Before starting to talk about any referencing, it is important to have an overview of how a search engine works. As the biggest in the group, we will use the google algorithm to show briefly how things happen. As you may suspect, this is the main key of the entire SEOprocedure.
A search engine is a software that allows users to find resources they are searching (web pages, forums, images, video files, etc.) with the help of words or group of words.
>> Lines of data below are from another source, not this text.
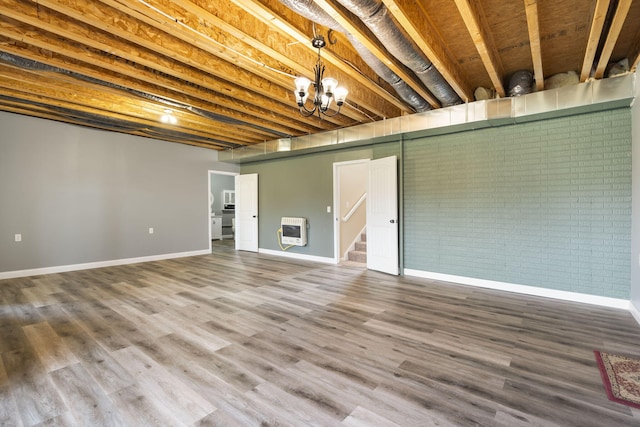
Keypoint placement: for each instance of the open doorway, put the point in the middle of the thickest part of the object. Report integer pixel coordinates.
(221, 206)
(366, 213)
(350, 215)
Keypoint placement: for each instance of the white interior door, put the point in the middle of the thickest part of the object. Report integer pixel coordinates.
(382, 216)
(246, 234)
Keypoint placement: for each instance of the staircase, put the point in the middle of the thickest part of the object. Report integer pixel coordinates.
(359, 254)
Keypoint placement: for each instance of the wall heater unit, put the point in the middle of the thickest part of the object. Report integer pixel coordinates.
(294, 231)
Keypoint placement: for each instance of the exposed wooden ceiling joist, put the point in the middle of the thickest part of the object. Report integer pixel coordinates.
(614, 32)
(473, 16)
(531, 9)
(225, 67)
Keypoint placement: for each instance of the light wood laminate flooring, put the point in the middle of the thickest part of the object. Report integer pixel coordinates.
(245, 339)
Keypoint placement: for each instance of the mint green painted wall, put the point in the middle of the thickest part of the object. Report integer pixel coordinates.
(544, 204)
(300, 186)
(635, 226)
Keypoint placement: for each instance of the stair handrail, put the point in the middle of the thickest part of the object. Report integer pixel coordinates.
(355, 207)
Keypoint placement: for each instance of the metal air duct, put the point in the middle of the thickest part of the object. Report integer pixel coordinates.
(375, 15)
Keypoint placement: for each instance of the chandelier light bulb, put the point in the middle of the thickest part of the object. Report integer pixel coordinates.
(326, 89)
(329, 84)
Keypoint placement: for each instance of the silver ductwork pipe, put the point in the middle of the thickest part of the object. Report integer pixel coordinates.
(375, 15)
(313, 12)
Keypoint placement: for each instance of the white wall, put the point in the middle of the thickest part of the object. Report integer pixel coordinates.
(79, 195)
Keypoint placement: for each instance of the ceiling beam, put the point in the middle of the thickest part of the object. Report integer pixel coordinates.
(595, 32)
(634, 53)
(358, 30)
(473, 17)
(614, 32)
(531, 9)
(100, 51)
(416, 22)
(276, 21)
(194, 64)
(65, 91)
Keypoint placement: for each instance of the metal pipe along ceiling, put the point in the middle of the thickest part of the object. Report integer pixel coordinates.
(376, 16)
(312, 11)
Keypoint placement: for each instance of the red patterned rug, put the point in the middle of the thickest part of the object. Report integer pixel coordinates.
(621, 377)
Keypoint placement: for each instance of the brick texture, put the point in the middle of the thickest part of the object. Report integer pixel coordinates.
(544, 204)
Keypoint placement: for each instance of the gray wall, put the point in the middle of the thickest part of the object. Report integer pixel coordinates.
(219, 183)
(79, 195)
(544, 204)
(635, 240)
(300, 186)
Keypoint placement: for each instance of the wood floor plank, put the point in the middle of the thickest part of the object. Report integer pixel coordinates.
(248, 339)
(50, 348)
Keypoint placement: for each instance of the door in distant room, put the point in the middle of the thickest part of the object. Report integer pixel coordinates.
(246, 212)
(382, 216)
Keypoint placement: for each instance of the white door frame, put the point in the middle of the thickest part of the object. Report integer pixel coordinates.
(247, 218)
(336, 205)
(209, 176)
(382, 216)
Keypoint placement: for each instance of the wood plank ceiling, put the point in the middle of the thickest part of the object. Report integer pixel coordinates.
(225, 68)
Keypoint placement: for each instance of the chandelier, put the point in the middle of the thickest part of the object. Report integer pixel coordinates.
(325, 89)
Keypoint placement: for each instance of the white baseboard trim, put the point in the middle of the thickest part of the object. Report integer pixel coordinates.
(523, 289)
(99, 264)
(315, 258)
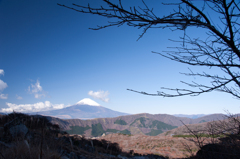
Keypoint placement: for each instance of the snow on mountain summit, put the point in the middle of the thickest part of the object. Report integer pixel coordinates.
(87, 101)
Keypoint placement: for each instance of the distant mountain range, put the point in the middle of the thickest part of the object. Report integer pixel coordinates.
(146, 124)
(84, 109)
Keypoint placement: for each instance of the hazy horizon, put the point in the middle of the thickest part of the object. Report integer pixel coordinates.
(49, 59)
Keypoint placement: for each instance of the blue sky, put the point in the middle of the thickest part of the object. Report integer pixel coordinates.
(50, 59)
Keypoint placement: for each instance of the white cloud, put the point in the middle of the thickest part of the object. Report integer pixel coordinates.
(3, 85)
(18, 97)
(100, 95)
(36, 107)
(1, 72)
(37, 90)
(3, 96)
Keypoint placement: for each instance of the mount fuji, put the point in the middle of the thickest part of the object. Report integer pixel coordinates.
(84, 109)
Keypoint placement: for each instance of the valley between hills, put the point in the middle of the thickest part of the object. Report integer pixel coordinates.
(144, 124)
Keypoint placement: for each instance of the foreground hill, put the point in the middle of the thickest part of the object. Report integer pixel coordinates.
(146, 124)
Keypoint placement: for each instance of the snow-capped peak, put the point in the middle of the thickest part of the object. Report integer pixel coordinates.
(87, 101)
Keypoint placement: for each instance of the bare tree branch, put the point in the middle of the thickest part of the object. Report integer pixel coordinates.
(220, 50)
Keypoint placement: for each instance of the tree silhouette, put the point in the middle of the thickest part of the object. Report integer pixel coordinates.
(219, 50)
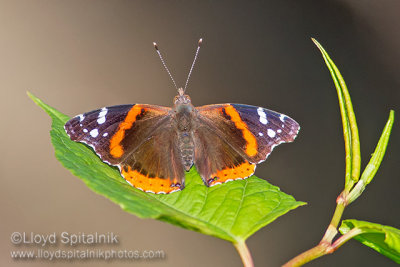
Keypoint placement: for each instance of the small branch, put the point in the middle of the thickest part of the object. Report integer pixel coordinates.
(344, 238)
(244, 253)
(307, 256)
(322, 249)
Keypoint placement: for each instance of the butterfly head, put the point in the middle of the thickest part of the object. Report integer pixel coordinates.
(181, 98)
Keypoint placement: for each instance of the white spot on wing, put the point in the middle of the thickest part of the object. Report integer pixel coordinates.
(81, 117)
(94, 133)
(101, 120)
(263, 115)
(271, 133)
(102, 116)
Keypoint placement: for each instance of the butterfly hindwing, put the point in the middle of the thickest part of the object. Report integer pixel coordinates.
(126, 136)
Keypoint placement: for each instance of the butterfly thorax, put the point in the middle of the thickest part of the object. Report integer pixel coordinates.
(184, 112)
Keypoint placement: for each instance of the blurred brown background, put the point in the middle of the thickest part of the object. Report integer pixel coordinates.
(82, 55)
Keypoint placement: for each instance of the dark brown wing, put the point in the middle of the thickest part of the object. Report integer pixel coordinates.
(138, 139)
(233, 138)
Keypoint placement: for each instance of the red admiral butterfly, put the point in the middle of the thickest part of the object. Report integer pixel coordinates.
(154, 146)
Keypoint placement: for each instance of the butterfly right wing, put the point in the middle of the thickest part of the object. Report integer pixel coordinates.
(139, 139)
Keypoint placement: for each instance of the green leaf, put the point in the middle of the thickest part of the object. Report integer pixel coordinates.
(350, 130)
(232, 211)
(382, 238)
(375, 161)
The algorithm is as follow:
– The crawlers receive from the URL server all addresses to be visited.
– The pages processed by the crawlers are compressed by the store server. It sends them to the repository where they are stored.
– The contents of the repository is read and decompressed by the indexer. It assigns an identification number docID for each document where each page is converted into a set of occurrences of terms (each occurrence is called a « hit »). In addition, information on the « weight » of the word in the page (position, highlighted …) are recorded.
– The indexer distributes occurrences of a set of « barrels » (organized by docID).
– Some information generated by the indexer is stored by the Anchors as hyperlinks and anchors associated with them (text links).
– The information provided by the Anchors is recovered by the URL solver which converts each URL pointed to a docID (if the address does not exist in Doc Index, then it is added).
– The Links contains pairs of docID (this is the URL that the solver receives). These pairs are the page to which anchor belongs to and the page were it points.
– To calculate the PageRank of each document (ranked by popularity), the information in this links database are retrieved by PageRank.
– Organized by docID, Sorter retrieves the data stored in the « Barrels » and reorganized wordID (identities of words).
– After a comparison of the list of words created by the Sorter with words from Lexicon (vocabulary), missing word in the lexicon is added.
– Finally, research is carried out by the Searcher in order to respond to user requests. To do so, it uses the lexicon (created by the indexer), the inverted index from Barrels; URLs associated with the words of the inverted index (from Doc Index) and all information concerning PageRank the popularity of pages.
– The server consults the inverted index for each. Thus, it includes a list of documents that includes the search terms (hit list). Then the pages are ranked in the server based on the popularities indices and relevance.